«Innover, c’est donner aux traditions les outils pour respirer au rythme du présent.»
Comment est née l’idée de réinventer le tadelakt à travers la couleur et le motif ?
Honnêtement, c’est venu en trouvant une photo d’une maisons du Haut Atlas et les traditions graphiques africaines.
On s’est rendu compte que le tadelakt, malgré toute sa beauté, restait monochrome jusque-là et que la pigmentation se fait uniquement grâce à la peinture ( dont la texture reste sans profondeur. Alors qu’il y a une richesse graphique incroyable dans nos architectures vernaculaires. On s’est dit : pourquoi ne pas libérer ce potentiel chromatique et l’utiliser pour recréer le motif ?
Le grattage existe depuis toujours—c’est un savoir-faire qu’on maîtrise. Nos essais ont porté sur deux axes : pigmenter les zones grattées afin de créer du contraste et de la profondeur, puis juxtaposer deux matières lisses pour composer des motifs géométriques complexes.
En quoi le tadelakt chromatique permet-il de raconter une nouvelle histoire de l’artisanat marocain ?
C’est simple : on montre que l’artisanat marocain n’est pas figé.
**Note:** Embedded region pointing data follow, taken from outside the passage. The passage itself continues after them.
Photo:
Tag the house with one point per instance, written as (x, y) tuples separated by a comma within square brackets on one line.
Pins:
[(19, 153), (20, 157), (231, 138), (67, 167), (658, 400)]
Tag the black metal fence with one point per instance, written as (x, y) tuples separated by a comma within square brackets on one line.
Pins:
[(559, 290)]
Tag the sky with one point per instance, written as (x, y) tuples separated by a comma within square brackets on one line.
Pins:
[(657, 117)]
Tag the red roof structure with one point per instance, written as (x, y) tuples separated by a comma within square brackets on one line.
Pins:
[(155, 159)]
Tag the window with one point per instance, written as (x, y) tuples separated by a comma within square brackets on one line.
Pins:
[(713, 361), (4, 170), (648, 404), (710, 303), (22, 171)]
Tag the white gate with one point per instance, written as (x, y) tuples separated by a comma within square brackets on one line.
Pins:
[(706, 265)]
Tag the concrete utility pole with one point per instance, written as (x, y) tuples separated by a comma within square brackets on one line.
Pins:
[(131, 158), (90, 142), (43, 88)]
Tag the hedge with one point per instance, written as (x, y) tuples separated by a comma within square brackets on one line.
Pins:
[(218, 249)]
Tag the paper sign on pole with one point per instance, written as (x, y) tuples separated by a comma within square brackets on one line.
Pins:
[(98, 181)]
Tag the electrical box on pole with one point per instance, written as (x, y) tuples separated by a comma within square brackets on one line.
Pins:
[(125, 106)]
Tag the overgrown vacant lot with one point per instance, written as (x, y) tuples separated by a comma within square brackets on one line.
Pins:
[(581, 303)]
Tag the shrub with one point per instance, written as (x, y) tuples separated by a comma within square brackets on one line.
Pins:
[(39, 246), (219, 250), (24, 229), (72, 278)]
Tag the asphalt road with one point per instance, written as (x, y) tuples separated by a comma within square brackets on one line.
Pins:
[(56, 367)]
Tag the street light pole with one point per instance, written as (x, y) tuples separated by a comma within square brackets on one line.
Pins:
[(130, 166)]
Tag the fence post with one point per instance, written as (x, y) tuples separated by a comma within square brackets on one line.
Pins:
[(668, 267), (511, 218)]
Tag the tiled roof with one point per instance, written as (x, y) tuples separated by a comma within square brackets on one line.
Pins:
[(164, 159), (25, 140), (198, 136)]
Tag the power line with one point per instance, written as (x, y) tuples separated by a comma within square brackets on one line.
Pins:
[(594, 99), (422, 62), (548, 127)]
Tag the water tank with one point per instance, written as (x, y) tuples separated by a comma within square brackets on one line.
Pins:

Il vit, il évolue, il peut se réapproprier son héritage graphique avec les outils d’aujourd’hui.
Avec le chromatique, le tadelakt acquiert une voix graphique nouvelle. Les motifs qu’on crée par la pigmentation du gratté ou la juxtaposition bicolore—dialoguent directement avec les traditions du Haut Atlas et de toute l’Afrique. Mais en langage contemporain. C’est une façon de dire que nos artisans ne sont pas des conservateurs, ce sont des innovateurs.